Она знала, что говорила. В Дании правосудие исходит из того, что всякий преступник – человек чокнутый, и гораздо чаще направляет на лечение, чем в тюрьмы. Я же и сама чуть было не поверила в психическую неполноценность Аниты, если бы не эта, столь безошибочно избранная ею линия защиты…
Я попрощалась и уже была в дверях, когда она меня задержала:
– Послушай, будь добра, скажи мне, ради бога, где она это прятала?

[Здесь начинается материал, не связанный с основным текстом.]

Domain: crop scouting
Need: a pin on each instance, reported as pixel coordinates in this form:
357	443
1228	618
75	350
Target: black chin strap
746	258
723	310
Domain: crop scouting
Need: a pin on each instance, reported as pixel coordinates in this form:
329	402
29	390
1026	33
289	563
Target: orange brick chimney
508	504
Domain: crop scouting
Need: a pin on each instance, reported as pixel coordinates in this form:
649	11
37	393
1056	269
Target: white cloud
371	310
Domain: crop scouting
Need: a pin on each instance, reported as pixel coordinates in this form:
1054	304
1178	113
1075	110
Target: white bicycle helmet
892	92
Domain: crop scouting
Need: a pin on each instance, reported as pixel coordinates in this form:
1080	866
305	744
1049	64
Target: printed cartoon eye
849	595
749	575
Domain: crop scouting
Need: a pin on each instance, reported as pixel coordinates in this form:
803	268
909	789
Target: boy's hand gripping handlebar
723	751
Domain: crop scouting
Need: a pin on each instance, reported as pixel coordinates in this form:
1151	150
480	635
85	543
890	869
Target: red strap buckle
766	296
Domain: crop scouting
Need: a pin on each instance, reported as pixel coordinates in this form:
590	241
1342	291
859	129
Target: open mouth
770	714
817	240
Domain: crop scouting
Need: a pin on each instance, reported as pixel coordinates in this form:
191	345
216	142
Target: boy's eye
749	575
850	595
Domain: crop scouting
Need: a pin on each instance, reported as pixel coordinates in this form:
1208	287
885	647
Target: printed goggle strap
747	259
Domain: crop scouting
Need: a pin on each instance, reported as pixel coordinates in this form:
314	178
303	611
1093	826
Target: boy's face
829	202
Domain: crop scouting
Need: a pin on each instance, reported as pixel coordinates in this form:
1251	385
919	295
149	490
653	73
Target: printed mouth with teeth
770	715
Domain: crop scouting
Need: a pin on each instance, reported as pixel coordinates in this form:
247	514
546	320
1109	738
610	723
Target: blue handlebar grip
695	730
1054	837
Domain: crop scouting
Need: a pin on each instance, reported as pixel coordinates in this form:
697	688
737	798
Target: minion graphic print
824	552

– На чердаке у знакомых, на площади Святой Анны, – рассеянно ответила я, с трудом продираясь сквозь сумбур в голове – Анитины преступления, ее признания, ее неуравновешенная психика. – И вообще, Алиция понятия не имела, что у нее это есть. Если бы не Херберт и если бы не ремонт чердака… Послушай, а зачем тебе понадобилось убивать фру Хансен? Она тебя узнала?
– Стала бы я убивать ни в чем не виновную старушку… Она меня не видела, но поперлась в комнату, где я была, и через минуту увидела бы. Пришлось принимать меры. Ох, если бы я знала, что это лежит на площади Святой Анны! Ну, Алиция! Никогда не знаешь, что она может выкинуть!
* * *
Через два дня пришло письмо от двоюродной сестры Эдика, его единственной наследницы. Внутри находился запечатанный конверт. Двоюродная сестра сообщала, что конверт она обнаружила в кармане старого Эдикова пиджака, а поскольку на письме написан адрес Алиции, она сочла своим долгом переправить его адресату, полагая, что тем самым исполнит волю покойного.
Конверт был жутко измят и заляпан какой-то бурой жидкостью, которую мы после долгих споров идентифицировали как смесь вишневки с кофейной гущей. Письмо внутри конверта было залито тем же.
– Должно быть, здорово был пьян, когда писал, – ворчала Алиция, разбирая каракули.